On the other hand, she did not show any kind of momentum on her home turf; her 11 point loss in New Hampshire looks like a paradise lost now. Her much-discussed strategy of luring huge numbers of independents and even Democrats to cross over and give her a hand to stop Trump did not succeed; exit polls showed that only 31 percent of South Carolina primary voters were not self-identified Republicans; only 21 percent considered themselves moderate or liberal. Trump won college educated as well as non-college-educated voters, and broke even with non-evangelical voters while winning evangelicals by a 3-to-1 margin.
Perhaps the most telling exit poll finding was that while 72 percent of primary voters adjudged Trump as having the physical and mental capacity to serve as president, only 60 percent said the same of Haley. Since she had campaigned heavily of late on the idea that neither Trump nor Biden was up to the job, this was quite the repudiation of her rationale for candidacy. Haley also claimed a big electability advantage over the former president, but South Carolina Republicans deemed her far less formidable against Biden (55 percent said they thought she’d beat the incumbent; 88 percent said that of Trump). We’re left to wonder whether her lack of traction in the state she governed for six years is a tribute to Trump’s dominance of this conservative electorate, or Haley’s failure to keep fences mended at home.
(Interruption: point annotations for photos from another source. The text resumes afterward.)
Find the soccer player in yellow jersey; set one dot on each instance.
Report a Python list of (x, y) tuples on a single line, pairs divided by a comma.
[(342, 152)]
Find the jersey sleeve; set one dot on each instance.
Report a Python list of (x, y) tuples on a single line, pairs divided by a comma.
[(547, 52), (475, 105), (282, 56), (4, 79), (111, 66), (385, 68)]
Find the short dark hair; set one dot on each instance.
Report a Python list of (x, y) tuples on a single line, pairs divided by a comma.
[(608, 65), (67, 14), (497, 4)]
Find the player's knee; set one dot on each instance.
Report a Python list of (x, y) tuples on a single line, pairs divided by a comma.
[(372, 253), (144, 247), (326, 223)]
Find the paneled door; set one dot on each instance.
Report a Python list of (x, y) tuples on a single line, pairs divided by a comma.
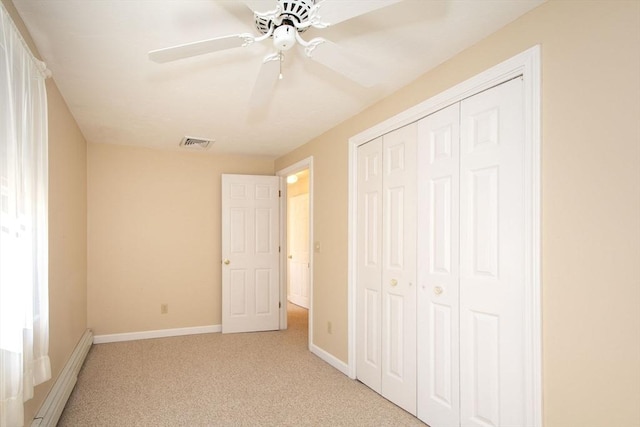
[(298, 247), (492, 256), (438, 267), (471, 300), (386, 301), (250, 253)]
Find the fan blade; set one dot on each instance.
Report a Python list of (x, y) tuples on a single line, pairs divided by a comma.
[(334, 11), (344, 62), (199, 48), (266, 81), (261, 6)]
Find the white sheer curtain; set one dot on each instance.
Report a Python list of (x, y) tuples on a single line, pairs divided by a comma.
[(24, 303)]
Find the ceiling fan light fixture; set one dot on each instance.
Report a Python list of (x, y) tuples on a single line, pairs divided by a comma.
[(284, 37)]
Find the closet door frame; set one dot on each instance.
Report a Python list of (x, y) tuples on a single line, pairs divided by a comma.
[(526, 65)]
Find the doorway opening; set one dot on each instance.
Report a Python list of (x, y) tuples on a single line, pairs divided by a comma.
[(297, 236)]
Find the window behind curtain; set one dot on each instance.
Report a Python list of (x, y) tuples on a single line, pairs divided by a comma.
[(24, 310)]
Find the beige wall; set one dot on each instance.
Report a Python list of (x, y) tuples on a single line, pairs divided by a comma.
[(67, 232), (154, 236), (590, 202)]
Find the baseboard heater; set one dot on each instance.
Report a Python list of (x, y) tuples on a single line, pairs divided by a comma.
[(53, 405)]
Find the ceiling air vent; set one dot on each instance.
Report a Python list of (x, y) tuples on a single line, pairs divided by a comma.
[(197, 143)]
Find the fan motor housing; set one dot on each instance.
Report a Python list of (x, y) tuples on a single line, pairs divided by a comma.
[(296, 11)]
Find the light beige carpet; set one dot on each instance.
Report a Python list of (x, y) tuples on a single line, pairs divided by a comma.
[(254, 379)]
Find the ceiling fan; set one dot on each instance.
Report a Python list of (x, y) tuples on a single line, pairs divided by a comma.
[(284, 21)]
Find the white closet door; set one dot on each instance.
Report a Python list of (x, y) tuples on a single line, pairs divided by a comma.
[(492, 258), (438, 267), (369, 264), (399, 268)]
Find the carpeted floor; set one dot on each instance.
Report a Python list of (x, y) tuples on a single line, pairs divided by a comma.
[(254, 379)]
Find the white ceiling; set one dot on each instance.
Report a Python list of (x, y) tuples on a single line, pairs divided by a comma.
[(97, 51)]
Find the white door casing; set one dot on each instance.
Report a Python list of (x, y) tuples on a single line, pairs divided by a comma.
[(298, 247), (492, 252), (250, 253), (369, 264), (438, 267)]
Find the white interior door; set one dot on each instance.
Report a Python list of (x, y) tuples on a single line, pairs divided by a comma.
[(492, 254), (386, 325), (399, 267), (438, 267), (298, 258), (369, 265), (250, 253)]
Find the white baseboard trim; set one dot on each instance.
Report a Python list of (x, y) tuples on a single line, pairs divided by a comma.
[(162, 333), (52, 407), (330, 359)]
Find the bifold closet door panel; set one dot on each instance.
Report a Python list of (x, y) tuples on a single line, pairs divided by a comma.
[(492, 227), (399, 267), (438, 267), (369, 264)]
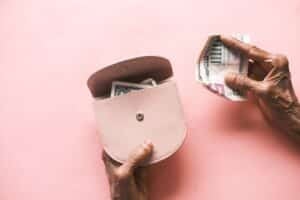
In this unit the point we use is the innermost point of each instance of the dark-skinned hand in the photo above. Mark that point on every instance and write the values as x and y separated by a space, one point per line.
269 80
128 181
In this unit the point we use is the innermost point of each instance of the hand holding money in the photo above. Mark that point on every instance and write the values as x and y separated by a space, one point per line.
215 61
270 82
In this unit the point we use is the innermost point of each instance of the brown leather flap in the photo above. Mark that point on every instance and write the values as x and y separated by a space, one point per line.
133 70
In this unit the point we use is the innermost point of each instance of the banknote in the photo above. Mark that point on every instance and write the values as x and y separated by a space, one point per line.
119 88
215 61
149 81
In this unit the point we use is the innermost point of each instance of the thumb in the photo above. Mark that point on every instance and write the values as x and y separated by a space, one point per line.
243 83
135 159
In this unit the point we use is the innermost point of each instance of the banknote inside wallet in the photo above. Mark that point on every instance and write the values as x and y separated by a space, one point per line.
153 112
133 70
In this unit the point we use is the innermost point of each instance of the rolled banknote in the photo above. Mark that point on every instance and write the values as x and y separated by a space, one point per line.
215 61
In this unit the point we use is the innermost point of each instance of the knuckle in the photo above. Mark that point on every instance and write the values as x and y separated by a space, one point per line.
280 61
120 174
252 49
266 88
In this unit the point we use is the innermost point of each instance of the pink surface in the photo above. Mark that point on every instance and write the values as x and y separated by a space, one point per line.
49 148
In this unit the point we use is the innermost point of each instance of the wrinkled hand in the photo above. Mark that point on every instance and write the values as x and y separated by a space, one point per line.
269 81
127 181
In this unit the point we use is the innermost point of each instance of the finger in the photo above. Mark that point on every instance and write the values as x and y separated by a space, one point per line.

Trump gave his victory speech right after the polls closed (when he had already been declared the winner by major news outlets, despite Haley’s relatively good performance in the early votes that were counted first), and it was mostly standard Trumpian bluster without a lot of focus on the loser. He had to be pleased; no candidate in either party has won the first three primaries and lost the nomination, and his massive lead in upcoming primaries (he led her by 60 points in the latest poll for Michigan, the next state to vote on February 27) leaves little doubt about his nomination; he’ll very likely mathematically clinch it in mid-March.
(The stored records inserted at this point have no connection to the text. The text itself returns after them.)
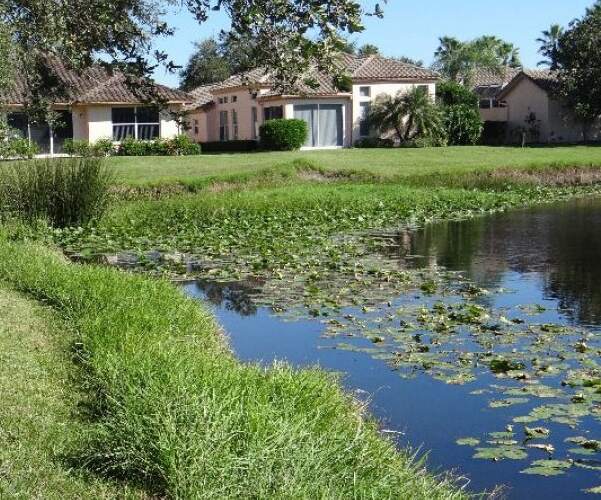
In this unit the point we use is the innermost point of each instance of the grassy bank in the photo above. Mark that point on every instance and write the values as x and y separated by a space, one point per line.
38 403
174 410
381 163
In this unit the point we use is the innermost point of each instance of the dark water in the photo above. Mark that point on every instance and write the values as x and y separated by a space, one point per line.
549 256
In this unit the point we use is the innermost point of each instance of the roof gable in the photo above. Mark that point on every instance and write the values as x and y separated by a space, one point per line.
91 85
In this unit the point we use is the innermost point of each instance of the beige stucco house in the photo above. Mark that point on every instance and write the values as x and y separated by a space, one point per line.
93 104
523 99
235 108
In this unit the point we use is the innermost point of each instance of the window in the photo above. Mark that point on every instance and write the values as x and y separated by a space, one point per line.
273 113
224 130
254 123
363 123
235 124
325 124
485 104
141 123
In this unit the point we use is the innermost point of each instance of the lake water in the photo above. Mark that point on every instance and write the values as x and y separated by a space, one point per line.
544 268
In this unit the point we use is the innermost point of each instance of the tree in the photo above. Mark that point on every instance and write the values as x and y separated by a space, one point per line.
578 63
289 35
206 65
549 45
412 115
368 49
458 60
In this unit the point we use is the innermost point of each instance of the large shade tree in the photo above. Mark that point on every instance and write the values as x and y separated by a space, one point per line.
289 34
458 60
577 60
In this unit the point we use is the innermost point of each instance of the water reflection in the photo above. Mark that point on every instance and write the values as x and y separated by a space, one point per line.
559 244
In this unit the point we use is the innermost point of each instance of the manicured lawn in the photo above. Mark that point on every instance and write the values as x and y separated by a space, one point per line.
383 162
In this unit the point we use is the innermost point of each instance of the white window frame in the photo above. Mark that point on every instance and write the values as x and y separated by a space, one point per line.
136 123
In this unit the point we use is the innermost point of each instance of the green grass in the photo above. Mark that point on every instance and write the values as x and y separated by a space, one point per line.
39 402
381 162
176 411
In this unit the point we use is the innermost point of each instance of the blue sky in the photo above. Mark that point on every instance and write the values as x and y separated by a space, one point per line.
412 28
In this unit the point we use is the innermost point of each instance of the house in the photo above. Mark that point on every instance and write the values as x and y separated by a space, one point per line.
92 104
235 108
523 100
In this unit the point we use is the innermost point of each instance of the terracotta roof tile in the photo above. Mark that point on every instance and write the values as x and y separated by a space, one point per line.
92 85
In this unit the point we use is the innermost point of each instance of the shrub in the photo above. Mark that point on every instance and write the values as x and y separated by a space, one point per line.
283 135
229 146
374 142
452 93
66 191
494 133
182 145
22 148
103 147
76 147
463 124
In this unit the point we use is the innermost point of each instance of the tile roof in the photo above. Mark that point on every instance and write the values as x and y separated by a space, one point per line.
372 68
544 79
91 85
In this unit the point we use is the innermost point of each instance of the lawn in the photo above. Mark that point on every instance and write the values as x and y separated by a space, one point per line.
380 162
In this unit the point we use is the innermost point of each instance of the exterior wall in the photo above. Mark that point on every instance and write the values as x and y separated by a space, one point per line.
80 123
346 112
100 123
494 114
526 98
376 89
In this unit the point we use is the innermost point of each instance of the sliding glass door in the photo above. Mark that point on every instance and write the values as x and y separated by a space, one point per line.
325 123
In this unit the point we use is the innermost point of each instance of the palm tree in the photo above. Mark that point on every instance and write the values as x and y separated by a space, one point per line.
549 45
411 115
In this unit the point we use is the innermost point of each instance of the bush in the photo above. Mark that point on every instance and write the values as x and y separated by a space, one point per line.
76 147
454 94
374 142
283 135
494 134
182 145
229 146
104 147
66 191
463 124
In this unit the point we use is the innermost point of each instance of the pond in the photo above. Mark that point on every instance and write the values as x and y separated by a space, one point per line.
501 384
Haley’s concession speech had no drama; she had already announced she’d stay in the race no matter what happened in South Carolina. She has no chance of winning the GOP nomination even if Trump is somehow forced to drop out; a MAGA-dominated convention would turn to almost anyone else now that Haley is personally attacking the front-runner regularly. But so long as she can continue to raise money, she has no bridges left to burn, so why not keep running? (Her main super PAC just announced $500,000 on digital ads in Michigan for the primary on Tuesday.) We’ll see how long she can hang on, but there’s no real hope in sight for Nikki Haley.